There are a lot of reasons for my sunny disposition this morning; the meatball simply iced my cake. I was reminded, yesterday, of how lucky I am: thriving children, great friends who are in it for the long haul -- no matter how nuts I get, a return to town of someone whose brief absence had been surprisingly difficult, and, yes, I sleep with the most handsome dog. The clouds of stress have scattered, at least temporarily.
I even chuckled yesterday when someone told me he couldn't wait to get home and settle in to watch Fox News. All news is leaning toward the ridiculous lately, as pundits puzzle for hours on end over our president's basic incompetence as a human being (as if there was ever a reason to think otherwise) while his extraordinary incompetence as the leader of the free world could very well turn us into an ash heap. Maybe I'll switch over to Fox soon too.

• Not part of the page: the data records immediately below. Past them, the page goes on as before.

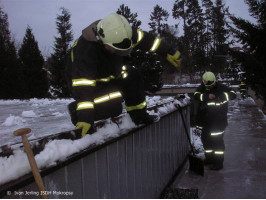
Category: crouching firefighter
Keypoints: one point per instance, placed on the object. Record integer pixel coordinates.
(100, 80)
(211, 118)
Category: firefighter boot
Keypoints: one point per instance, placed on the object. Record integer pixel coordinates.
(72, 109)
(218, 164)
(209, 158)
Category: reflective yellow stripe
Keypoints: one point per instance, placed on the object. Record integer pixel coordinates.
(219, 152)
(199, 127)
(107, 97)
(83, 82)
(201, 97)
(156, 44)
(211, 104)
(140, 35)
(72, 54)
(234, 91)
(107, 79)
(226, 96)
(114, 95)
(85, 105)
(124, 74)
(217, 133)
(102, 99)
(124, 67)
(137, 107)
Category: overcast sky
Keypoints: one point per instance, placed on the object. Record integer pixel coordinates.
(41, 14)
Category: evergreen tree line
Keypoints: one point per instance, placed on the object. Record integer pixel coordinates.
(204, 45)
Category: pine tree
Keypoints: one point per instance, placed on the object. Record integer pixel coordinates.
(253, 38)
(150, 68)
(35, 77)
(220, 35)
(58, 83)
(131, 17)
(158, 17)
(10, 71)
(193, 40)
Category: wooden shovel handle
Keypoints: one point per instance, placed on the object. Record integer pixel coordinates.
(32, 161)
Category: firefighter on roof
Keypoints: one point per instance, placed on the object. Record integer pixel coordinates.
(98, 77)
(211, 117)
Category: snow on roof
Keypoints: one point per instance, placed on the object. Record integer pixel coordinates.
(17, 165)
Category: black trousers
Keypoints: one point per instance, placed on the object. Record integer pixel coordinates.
(213, 143)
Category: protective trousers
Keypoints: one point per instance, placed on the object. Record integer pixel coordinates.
(132, 89)
(213, 143)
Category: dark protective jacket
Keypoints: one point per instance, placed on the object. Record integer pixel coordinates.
(97, 77)
(213, 112)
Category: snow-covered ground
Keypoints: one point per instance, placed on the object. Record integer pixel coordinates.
(46, 117)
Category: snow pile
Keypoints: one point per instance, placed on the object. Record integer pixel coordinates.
(28, 114)
(13, 120)
(17, 165)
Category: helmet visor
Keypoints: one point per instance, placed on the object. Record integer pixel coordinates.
(124, 45)
(123, 52)
(208, 83)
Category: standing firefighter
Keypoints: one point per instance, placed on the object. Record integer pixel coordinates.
(211, 118)
(98, 77)
(243, 89)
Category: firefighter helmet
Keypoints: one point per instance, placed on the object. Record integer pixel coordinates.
(208, 79)
(115, 31)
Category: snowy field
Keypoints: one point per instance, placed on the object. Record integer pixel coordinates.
(46, 117)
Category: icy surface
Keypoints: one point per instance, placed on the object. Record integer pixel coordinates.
(46, 117)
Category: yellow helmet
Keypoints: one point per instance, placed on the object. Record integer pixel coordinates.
(115, 31)
(208, 79)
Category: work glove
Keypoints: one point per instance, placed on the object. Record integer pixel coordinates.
(173, 57)
(84, 126)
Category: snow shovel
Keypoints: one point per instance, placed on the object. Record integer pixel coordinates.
(195, 164)
(36, 174)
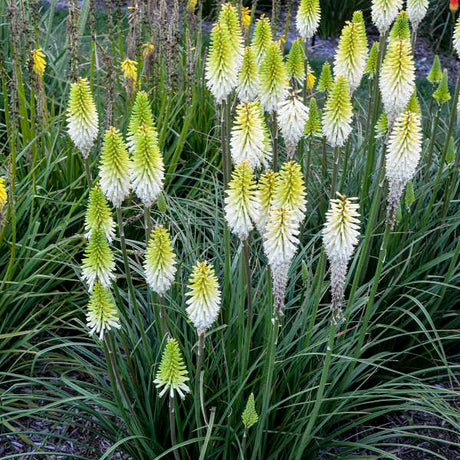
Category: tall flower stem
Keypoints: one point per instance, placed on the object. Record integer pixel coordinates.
(272, 326)
(432, 141)
(370, 303)
(371, 140)
(248, 290)
(199, 399)
(305, 91)
(147, 224)
(172, 426)
(88, 172)
(129, 280)
(275, 143)
(335, 171)
(305, 440)
(226, 166)
(307, 166)
(453, 117)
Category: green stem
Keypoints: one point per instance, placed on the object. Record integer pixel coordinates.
(272, 325)
(453, 117)
(305, 440)
(129, 280)
(88, 172)
(370, 303)
(172, 426)
(335, 171)
(275, 143)
(432, 141)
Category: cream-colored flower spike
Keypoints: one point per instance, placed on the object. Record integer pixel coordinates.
(248, 77)
(384, 12)
(241, 201)
(160, 261)
(351, 55)
(82, 118)
(456, 38)
(292, 116)
(308, 17)
(338, 114)
(340, 236)
(402, 158)
(416, 10)
(204, 297)
(250, 139)
(222, 63)
(397, 78)
(280, 245)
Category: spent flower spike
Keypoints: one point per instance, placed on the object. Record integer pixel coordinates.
(102, 313)
(292, 116)
(204, 297)
(280, 245)
(172, 373)
(160, 261)
(241, 204)
(82, 118)
(147, 167)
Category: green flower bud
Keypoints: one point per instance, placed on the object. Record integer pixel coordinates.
(442, 94)
(409, 196)
(325, 81)
(371, 66)
(172, 373)
(249, 415)
(313, 126)
(401, 28)
(450, 154)
(435, 75)
(295, 61)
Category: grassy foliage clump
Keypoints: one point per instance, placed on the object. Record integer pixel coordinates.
(255, 313)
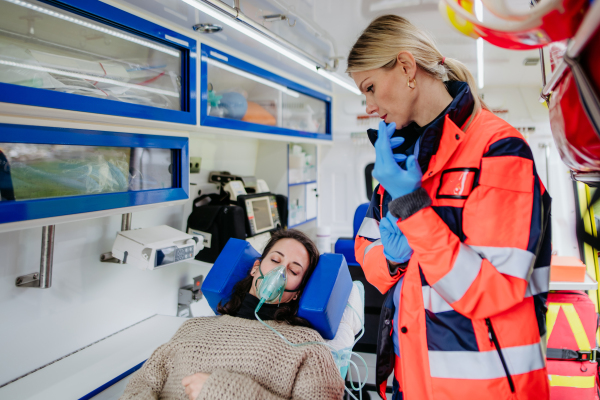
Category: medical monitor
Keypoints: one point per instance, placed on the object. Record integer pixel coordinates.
(261, 213)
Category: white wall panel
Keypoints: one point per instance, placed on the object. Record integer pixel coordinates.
(90, 300)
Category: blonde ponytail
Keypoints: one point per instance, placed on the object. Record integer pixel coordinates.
(387, 36)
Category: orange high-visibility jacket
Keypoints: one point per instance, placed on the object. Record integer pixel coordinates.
(468, 327)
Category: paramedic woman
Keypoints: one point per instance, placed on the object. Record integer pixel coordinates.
(457, 232)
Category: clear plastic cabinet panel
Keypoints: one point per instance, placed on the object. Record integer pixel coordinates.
(49, 172)
(241, 96)
(47, 47)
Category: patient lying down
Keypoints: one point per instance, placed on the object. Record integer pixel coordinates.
(234, 356)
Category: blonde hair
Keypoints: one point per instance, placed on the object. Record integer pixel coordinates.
(381, 42)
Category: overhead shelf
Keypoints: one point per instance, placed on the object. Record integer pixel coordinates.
(588, 27)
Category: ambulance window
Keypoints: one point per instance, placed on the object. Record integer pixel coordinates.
(37, 171)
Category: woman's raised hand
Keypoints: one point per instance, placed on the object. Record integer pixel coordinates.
(395, 244)
(396, 181)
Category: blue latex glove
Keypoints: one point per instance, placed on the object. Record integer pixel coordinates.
(394, 142)
(396, 181)
(395, 244)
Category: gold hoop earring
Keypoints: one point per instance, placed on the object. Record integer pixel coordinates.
(414, 81)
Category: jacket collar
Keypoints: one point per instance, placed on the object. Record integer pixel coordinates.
(458, 111)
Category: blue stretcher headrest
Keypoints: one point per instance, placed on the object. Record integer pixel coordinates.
(323, 300)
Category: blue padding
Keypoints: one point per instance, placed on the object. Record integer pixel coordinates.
(326, 294)
(359, 215)
(323, 300)
(346, 248)
(233, 265)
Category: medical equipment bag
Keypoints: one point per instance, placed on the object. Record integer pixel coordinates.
(216, 224)
(572, 368)
(575, 109)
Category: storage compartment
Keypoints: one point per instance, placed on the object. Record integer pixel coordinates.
(239, 95)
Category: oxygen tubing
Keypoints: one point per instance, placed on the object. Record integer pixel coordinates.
(361, 383)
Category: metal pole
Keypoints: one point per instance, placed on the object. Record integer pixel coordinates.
(43, 278)
(47, 256)
(543, 64)
(126, 222)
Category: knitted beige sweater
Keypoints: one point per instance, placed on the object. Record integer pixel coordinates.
(245, 360)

Needless to say, I am not always this chipper. (Who is?) In a moment of uncharacteristic insecurity and neediness the other day, I had asked my good friend to tell me how great I am. Worse still, I even tossed some adjectives her way, helped her with the script. She obliged, even made the shamelessly begged-for compliments seem heartfelt by adding some examples. It helped, but I'm smart enough to know when a friend is just doing her job.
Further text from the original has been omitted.